For all his love of the unlovely, Wohlleben for the most part keeps his Inner Life focus on familiar animals, from pets through domestic animals to the red deer of his forest, based on a lifetime’s intimacies and, yes, scientific papers (albeit fewer in number than those cited in The Hidden Life of Trees.) Maternal love, indistinguishable from the human variety, abounds in his observations, although goats and squirrels may shine brightest in his personal encounters. Across species, Wohlleben sees empathy, regret, shame and altruism—vampire bats (of all creatures) share blood with unrelated cave mates unsuccessful in their own hunts—as well as theft, lies and cheating on mates.
So thorough is the shredding of human exceptionalism that a reader comes to expect that all that’s left to separate us from other creatures is our capacity for inflicting purposeless cruelty and suffering. But by book’s end, Wohlleben goes there too, describing an “evil” rabbit he once owned—perhaps, he says, she “had a bad childhood,” like many human criminals—which viciously attacked the other rabbits for no discernible reason.
Stories of intelligence focus on the crow family—which displays primate-level thoughtfulness—and, especially, pigs. While many other animals can distinguish individuals by vocalizations, pigs can recognize names given to them by humans. In order to stop pigs from jostling and sometimes injuring one another at the feeding trough, what Wohlleben calls “the pig team” at the German Federal Research Institute for Animal Health tried an experiment. Scientists trained yearlings, in groups of eight to 10, to respond to individual names, eventually tailored to the pigs’ proclivities—they proved particularly adept at recalling three-syllable female names. After a week, the classes were combined in larger groups and returned to the pen. The pigs were then called to dinner, one at a time, by name—and when “Brunhilde” rang out of the loudspeaker, she was the only one to come running.
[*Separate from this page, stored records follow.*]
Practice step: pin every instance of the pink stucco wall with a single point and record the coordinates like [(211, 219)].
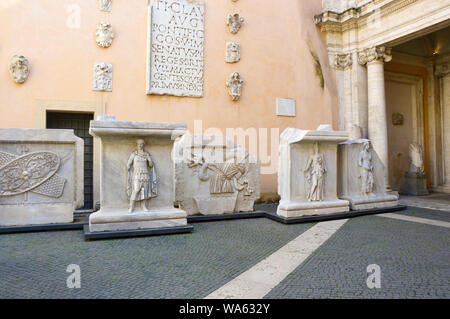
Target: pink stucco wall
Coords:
[(276, 41)]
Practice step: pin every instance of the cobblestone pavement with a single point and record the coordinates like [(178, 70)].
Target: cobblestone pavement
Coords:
[(33, 265), (414, 260), (437, 201), (426, 213)]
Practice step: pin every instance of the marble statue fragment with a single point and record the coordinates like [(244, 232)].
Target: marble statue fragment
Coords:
[(315, 175), (142, 181), (416, 157), (415, 181), (137, 176), (366, 169), (307, 172), (234, 21), (361, 179)]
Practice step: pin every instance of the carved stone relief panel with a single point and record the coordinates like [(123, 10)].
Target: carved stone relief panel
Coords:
[(41, 176), (104, 35), (105, 5), (235, 22), (213, 175), (234, 84), (233, 52), (19, 68), (102, 76)]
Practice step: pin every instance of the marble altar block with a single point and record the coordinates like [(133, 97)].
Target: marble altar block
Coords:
[(307, 174), (137, 176), (215, 176), (361, 180)]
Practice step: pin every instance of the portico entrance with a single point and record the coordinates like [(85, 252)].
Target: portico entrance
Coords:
[(392, 61)]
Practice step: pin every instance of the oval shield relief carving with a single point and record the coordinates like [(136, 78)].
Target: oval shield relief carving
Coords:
[(27, 172)]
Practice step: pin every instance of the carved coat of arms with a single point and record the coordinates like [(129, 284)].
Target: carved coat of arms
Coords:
[(33, 172)]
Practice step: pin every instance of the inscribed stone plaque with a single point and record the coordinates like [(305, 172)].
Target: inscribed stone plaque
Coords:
[(285, 107), (175, 48)]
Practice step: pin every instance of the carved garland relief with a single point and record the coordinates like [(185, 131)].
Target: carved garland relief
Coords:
[(225, 178)]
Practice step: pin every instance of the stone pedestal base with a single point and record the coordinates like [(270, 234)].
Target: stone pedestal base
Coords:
[(35, 214), (123, 220), (372, 202), (415, 184), (298, 209)]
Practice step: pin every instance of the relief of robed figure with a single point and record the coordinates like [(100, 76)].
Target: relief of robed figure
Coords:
[(142, 179), (315, 175)]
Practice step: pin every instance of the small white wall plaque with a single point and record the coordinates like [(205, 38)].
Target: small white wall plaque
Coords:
[(285, 107)]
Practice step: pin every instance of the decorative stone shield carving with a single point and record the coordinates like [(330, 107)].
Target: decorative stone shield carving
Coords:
[(233, 52), (235, 22), (105, 5), (234, 83), (19, 67), (34, 172), (102, 77), (104, 35)]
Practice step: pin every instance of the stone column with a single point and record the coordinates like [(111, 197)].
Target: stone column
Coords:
[(443, 72), (375, 58), (342, 64)]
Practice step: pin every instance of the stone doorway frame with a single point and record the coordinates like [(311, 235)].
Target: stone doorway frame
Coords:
[(97, 108), (418, 107)]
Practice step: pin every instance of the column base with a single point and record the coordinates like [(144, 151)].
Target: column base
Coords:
[(299, 209), (117, 220), (372, 202)]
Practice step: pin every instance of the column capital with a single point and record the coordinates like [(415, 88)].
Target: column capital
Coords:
[(442, 70), (380, 53), (343, 61)]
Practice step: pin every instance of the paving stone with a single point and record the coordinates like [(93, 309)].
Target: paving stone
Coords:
[(414, 261), (33, 265)]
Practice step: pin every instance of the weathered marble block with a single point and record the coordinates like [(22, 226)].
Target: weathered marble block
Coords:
[(41, 176), (361, 179), (137, 176), (307, 174), (214, 176), (415, 184)]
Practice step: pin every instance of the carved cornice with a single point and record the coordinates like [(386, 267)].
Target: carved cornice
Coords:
[(343, 61), (331, 21), (442, 70), (380, 53)]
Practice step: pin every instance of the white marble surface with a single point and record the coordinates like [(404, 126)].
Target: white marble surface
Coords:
[(52, 198), (167, 71), (350, 181), (200, 162), (118, 141), (297, 147)]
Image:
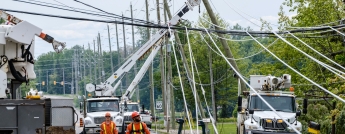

The success rate overall, Wohlleben reports, was 90 per cent.
Pigs’ intelligence is widely recognized today, certainly far better known than red squirrels’ carnivorous appetites, but just as ignored. The reason lies partly in how such recognition would “hurt our sense of specialness, which is all in the mind,” says Wohlleben. (He means that in both senses: humans do have brains that can send rockets to the moon, but we also wrongly think we’re are far above the rest of creation.) But the primary cause, the writer argues, is human economic interests—some 250 million pigs are killed yearly in the European Union—and our lust for “biological goods.” Humans couldn’t keep up their pork consumption if they faced facts about pigs, says Wohlleben, who loathes factory farming: “We know this already from our attitudes to primates. Could any of us eat an ape?” At the very least, pork should have origin labels in supermarkets, like free-range eggs, “to make people aware of how meat comes to the plate.”
Yet Wohlleben himself eats meat, something intrinsic to his all-life-is-the-same attitude. “Trees have feelings—the main real difference between them and elephants is trees are much slower. I eat bread made from wheat embryos. There is no escape from the fact humans have to consume other living creatures. What is important is to let everything live its wild free life as much as possible before we use it.”